“Hay
tres cosas que ninguno de los jóvenes de la presente generación son capaces de
hacer: no pueden saborear el vino, no pueden jugar al whist y tampoco pueden
decirle un piropo a una dama”, dice el honesto abogado Sr. Gilmore en relación
al joven Walter Hartright, profesor de dibujo y rendido amante, aunque sin
esperanzas, de la señorita Laura Fairlie, en la novela “La dama de blanco” del
escritor inglés del siglo XIX Wilkie Collins, a quien la inmensidad literaria
de un Charles Dickens quizá le haya restado el reconocimiento y la fama que su
calidad sin duda merece. Prueba de ello es que precisamente “La dama de blanco”

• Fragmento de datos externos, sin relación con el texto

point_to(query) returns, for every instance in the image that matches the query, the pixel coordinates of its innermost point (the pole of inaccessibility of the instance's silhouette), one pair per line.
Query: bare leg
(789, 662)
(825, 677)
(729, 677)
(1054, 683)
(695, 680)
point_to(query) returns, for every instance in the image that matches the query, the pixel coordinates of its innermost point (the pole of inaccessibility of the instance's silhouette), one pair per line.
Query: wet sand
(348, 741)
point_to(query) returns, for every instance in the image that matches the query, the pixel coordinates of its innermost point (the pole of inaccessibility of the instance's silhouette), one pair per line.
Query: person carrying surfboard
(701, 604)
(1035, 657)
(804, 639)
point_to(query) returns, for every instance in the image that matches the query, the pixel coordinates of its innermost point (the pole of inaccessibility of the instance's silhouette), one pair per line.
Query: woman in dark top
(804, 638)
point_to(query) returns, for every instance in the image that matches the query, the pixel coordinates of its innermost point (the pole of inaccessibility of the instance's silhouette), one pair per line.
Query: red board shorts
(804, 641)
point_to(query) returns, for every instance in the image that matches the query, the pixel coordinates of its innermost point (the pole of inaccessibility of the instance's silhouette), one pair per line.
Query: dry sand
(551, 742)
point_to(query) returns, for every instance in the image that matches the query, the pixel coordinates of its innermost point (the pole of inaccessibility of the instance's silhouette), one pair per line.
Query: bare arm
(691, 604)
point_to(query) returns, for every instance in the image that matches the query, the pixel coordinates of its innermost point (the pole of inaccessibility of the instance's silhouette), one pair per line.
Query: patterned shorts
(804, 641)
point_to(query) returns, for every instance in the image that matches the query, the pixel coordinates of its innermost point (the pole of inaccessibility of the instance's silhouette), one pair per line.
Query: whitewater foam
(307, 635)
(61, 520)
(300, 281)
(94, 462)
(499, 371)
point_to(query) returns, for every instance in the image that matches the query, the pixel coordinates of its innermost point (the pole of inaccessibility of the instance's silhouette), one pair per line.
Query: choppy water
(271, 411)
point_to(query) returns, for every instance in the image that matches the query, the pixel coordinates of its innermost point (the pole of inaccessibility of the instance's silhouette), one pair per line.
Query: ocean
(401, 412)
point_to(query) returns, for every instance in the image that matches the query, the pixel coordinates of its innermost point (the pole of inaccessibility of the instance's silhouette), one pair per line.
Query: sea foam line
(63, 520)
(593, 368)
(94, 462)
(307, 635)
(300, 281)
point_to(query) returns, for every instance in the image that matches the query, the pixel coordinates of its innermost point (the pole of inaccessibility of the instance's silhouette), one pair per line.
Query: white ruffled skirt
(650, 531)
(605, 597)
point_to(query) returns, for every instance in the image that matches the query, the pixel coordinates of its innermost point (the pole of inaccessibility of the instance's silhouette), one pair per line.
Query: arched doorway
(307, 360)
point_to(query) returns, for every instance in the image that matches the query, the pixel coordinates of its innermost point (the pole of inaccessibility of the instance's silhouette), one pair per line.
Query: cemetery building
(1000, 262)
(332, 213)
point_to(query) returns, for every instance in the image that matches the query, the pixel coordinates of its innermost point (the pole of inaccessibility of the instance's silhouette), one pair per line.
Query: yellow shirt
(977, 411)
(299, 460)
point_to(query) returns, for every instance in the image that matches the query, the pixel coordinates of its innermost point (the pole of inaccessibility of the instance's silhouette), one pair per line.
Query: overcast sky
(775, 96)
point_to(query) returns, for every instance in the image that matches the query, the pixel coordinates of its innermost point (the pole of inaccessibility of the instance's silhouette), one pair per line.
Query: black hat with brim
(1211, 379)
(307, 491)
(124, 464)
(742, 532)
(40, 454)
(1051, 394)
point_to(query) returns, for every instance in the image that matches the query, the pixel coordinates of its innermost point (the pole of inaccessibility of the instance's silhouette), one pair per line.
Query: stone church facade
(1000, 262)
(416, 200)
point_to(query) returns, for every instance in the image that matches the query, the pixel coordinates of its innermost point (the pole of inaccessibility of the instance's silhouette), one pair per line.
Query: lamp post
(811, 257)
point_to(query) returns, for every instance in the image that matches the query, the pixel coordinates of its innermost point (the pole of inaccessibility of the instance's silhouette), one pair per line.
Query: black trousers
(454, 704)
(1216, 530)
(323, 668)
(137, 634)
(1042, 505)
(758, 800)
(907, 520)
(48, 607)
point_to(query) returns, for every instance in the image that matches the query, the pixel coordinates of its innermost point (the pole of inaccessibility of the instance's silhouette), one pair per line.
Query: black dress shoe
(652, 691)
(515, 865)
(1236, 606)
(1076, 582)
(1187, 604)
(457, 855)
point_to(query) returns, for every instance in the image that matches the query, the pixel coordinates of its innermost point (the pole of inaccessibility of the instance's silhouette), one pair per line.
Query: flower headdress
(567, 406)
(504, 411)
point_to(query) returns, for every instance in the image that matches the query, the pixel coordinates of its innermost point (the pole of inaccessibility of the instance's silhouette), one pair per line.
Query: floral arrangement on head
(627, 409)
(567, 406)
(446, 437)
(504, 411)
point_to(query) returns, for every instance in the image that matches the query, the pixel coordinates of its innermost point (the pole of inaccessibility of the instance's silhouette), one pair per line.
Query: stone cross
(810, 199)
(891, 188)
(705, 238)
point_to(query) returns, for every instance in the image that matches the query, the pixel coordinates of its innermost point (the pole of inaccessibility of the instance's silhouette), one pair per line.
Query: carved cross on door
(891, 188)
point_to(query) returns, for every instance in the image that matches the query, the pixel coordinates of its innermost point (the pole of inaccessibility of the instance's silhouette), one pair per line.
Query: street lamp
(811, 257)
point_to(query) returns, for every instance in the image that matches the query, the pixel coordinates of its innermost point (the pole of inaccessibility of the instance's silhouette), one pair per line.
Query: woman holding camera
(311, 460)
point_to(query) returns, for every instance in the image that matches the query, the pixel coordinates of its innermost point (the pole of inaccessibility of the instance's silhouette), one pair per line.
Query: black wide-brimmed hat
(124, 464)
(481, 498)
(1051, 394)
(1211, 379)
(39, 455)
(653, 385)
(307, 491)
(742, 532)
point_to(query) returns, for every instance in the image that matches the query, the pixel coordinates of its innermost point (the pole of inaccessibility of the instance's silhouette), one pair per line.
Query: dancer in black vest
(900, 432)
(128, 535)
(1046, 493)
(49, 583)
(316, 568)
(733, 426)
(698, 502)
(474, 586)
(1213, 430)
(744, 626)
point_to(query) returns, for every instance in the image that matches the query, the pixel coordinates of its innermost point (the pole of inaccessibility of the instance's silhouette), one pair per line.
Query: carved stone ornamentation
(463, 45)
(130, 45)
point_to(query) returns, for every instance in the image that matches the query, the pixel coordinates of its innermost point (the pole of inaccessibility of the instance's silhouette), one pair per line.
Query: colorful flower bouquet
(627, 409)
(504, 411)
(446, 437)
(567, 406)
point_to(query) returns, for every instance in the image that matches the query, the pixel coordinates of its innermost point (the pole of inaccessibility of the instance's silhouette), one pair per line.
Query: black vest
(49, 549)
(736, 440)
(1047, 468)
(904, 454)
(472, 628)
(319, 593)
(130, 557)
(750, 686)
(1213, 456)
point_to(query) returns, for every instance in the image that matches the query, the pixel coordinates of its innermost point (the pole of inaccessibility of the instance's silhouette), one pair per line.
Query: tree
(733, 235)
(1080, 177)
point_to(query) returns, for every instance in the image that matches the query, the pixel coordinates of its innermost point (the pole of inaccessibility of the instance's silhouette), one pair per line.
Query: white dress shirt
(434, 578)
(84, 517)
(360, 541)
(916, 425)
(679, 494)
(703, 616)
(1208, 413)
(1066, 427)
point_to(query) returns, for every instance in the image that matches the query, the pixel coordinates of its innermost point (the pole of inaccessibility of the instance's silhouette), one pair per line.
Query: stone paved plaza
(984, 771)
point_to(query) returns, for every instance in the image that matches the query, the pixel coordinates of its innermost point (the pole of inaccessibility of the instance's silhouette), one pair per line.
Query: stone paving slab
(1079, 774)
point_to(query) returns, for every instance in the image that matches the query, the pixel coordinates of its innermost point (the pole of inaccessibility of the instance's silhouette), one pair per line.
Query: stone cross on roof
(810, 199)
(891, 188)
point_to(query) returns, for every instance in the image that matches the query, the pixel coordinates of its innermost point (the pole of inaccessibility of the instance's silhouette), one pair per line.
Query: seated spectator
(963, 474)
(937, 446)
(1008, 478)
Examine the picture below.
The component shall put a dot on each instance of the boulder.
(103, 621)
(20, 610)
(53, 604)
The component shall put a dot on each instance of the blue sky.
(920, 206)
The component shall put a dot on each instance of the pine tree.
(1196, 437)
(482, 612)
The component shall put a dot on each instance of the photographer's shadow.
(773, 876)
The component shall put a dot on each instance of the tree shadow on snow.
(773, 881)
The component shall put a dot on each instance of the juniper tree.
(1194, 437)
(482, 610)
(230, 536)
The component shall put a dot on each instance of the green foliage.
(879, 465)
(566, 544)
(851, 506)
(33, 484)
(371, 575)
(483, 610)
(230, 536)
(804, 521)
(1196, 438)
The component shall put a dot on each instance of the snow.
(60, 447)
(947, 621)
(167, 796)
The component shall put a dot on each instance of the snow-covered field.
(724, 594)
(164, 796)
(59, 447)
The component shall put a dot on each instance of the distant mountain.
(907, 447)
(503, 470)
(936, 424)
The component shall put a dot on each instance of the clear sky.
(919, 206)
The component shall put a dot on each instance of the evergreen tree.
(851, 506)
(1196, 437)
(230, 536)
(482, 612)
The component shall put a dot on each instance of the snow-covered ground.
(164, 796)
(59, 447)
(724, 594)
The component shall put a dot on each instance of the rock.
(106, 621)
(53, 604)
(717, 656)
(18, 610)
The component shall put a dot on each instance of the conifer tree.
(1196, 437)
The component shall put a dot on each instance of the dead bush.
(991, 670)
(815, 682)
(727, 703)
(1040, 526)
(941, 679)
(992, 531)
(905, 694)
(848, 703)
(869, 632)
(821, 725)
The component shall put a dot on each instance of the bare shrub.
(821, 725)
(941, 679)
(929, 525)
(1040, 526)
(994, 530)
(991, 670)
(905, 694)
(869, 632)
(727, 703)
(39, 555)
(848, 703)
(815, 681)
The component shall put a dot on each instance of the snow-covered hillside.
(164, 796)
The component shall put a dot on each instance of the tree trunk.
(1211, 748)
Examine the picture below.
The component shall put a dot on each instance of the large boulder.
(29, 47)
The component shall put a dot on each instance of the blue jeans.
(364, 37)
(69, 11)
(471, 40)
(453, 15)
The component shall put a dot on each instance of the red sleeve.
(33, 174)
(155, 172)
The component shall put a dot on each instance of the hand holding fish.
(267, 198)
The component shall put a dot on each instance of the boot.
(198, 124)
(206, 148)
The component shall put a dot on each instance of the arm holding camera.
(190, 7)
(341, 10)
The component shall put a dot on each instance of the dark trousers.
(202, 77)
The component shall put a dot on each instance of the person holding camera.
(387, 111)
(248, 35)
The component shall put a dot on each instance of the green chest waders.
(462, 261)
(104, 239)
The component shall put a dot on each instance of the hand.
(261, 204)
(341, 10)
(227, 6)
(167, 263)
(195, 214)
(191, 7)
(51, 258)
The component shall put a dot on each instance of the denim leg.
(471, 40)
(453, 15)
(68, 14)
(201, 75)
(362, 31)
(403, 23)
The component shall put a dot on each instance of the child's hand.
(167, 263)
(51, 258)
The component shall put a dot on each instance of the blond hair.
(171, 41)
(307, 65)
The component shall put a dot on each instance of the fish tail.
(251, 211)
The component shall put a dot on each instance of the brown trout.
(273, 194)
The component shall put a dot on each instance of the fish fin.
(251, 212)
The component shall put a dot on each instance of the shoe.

se publicó por primera vez por entregas en la revista “All the year round” que
dirigía el propio Dickens, y donde éste también había publicado varias de sus
obras también por entregas, entre ellas “Historia de dos ciudades”. Incluso los
dos grandes escritores y sin embargo amigos llegaron a escribir algunos relatos
al alimón que vieron la luz en la misma revista. “La dama de blanco”, como
ejemplo de la producción de Collins, es una novela que al misterio de la trama
se le une la sólida narración de las buenas novelas decimonónicas tan
recomendables para todas las épocas del año. Háganme caso: una novela del XIX
nunca defrauda al más exigente lector. Pero vayamos a la frase del Sr. Gilmore
que dicha en pleno siglo XIX parece que no ha perdido vigencia pese a que más
de un siglo la contemple. Si no saber o ser diestro en el whist, un juego de
cartas a los que tan aficionados son los ingleses, es ya un defecto de la
juventud a criterio del Sr. Gilmore, ¿qué decir de no saber requebrar a una
señorita o de beber y saborear una copa de buen vino? En lo primero, siempre se
nos viene a las mientes el exabrupto grosero a pie de obra al paso de una
hermosa mujer; y sin embargo, en otro tiempo, tampoco tan lejano, el español
gastaba fama de dominar el arte del piropo, de la elegancia y la sutileza de
una frase que halagaba la vanidad femenina cuando a través de ella se destacaba
su belleza. Pero en esto, como en tantas cosas, vivimos otros tiempos en los
que no sabemos distinguir lo sutil y elegante de la mala educación, o hemos
desarrollado para estos asuntos una susceptibilidad tan especial que cualquier
piropo nos parece un insulto y, por tanto, motivo de denuncia. Y en cuanto a lo
del vino, no hay más que darse una vuelta por los bares de nuestra ciudad, la
ciudad del vino, para darse cuenta de que nuestra juventud no aprecia las
bondades de un producto que por ser de la tierra nos deberíamos sentir
orgullosos de él y hacer patria con su consumo. Somos capaces de ponernos las
manos en la cabeza al ver a un joven beber una copa de buen oloroso, y sin
embargo miramos para otro lado cuando se prepara una de esas combinaciones por
las que un día le explotará el hígado. Enseñar a beber sigue siendo, no cabe
duda, una de nuestras asignaturas pendientes. José López Romero.